CWD was first identified in captive mule deer in Colorado in 1967 and discovered in wild deer and elk in the 1980s. Since then, CWD has been identified in wild or captive cervids in 26 states, three Canadian provinces and other countries. Fortunately, that number does not include Alabama, at least not yet, but CWD has hit close to the Cotton State recently.
“We’ve been sampling deer since 2002 and haven’t found any deer in Alabama that tested positive for CWD,” Cook says. “The closest confirmation we’ve seen to Alabama has been from Pontotoc County, Miss., and Hardeman County, Tenn. Both of those animals were found in 2018.”
Infected animals may not show any signs of the very slowly progressing disease for a long time. The disease attacks the central nervous system, so deer don’t act like they should. As CWD progresses, signs of being infected become more obvious.
“Once a deer is exposed to CWD, it could take months or even years for it to show any symptoms and die from the disease,” Cook says. “Many deer that have tested positive for CWD looked normal, but as the disease progresses, infected deer become less wary of people and just don’t act right because its central nervous system is not functioning properly. Deer will have difficulty standing and walking, may drool excessively, often drink and urinate constantly and become emaciated.”

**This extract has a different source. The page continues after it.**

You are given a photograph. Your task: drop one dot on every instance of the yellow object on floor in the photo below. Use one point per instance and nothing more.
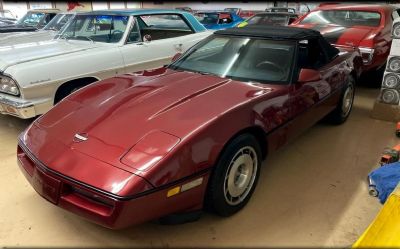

CWD has not been shown to pass from deer to humans or other animals outside the cervid family. However, some animals may serve as disease reservoirs and spread the prions across the landscape. For instance, if some types of scavengers eat sick deer, those animals aren’t likely to contract CWD, but they may shed those prions through their feces. Other deer could ingest those prions and become sick.
“There currently is no evidence of deer giving CWD to humans who consume venison or by any other way at this time,” Cook says. “Also at this time, there is nothing to indicate that CWD will cross over into a different species outside of the deer family. A sick deer can transmit the disease to other deer by exchanging saliva or other bodily fluids. The disease doesn’t break down very easily. As the prions accumulate in the environment, they can persist in the soil for years. Potentially, they could be taken up by plants growing in that soil and pass into deer. Once CWD gets established in a population, it stays there accumulating in the environment.”
Many sportsmen like to visit other states or countries to hunt whitetails or deer species not found in Alabama. To keep Alabama free from CWD as long as possible, the state imposes strict laws on the importation of live deer and certain high-risk deer parts from other states and countries. Essentially, hunters cannot bring back anything containing brain or spinal cord materials, large bones or antlers in velvet. They can, however, bring deboned meat, clean hides, clean skull caps and antlers, and finished taxidermy works when they return to Alabama.
For more on CWD and how to handle deer before bringing them back into the state, see outdooralabama.com/deer-hunting-alabama/chronic-wasting-disease-what-you-should-know.
“When possible, field dress and process the deer on the property where it was killed and leave all the waste parts where they originated,” Cook says. “Any people who see deer that aren’t acting right should contact their local Wildlife and Freshwater Fisheries Division office. We want to get a sample for CWD testing from any sick deer. If we do find CWD in the state, that’s not the end of deer hunting in Alabama. We’ll just have to change some things on how we hunt and manage deer in the state to keep the disease as contained as possible.”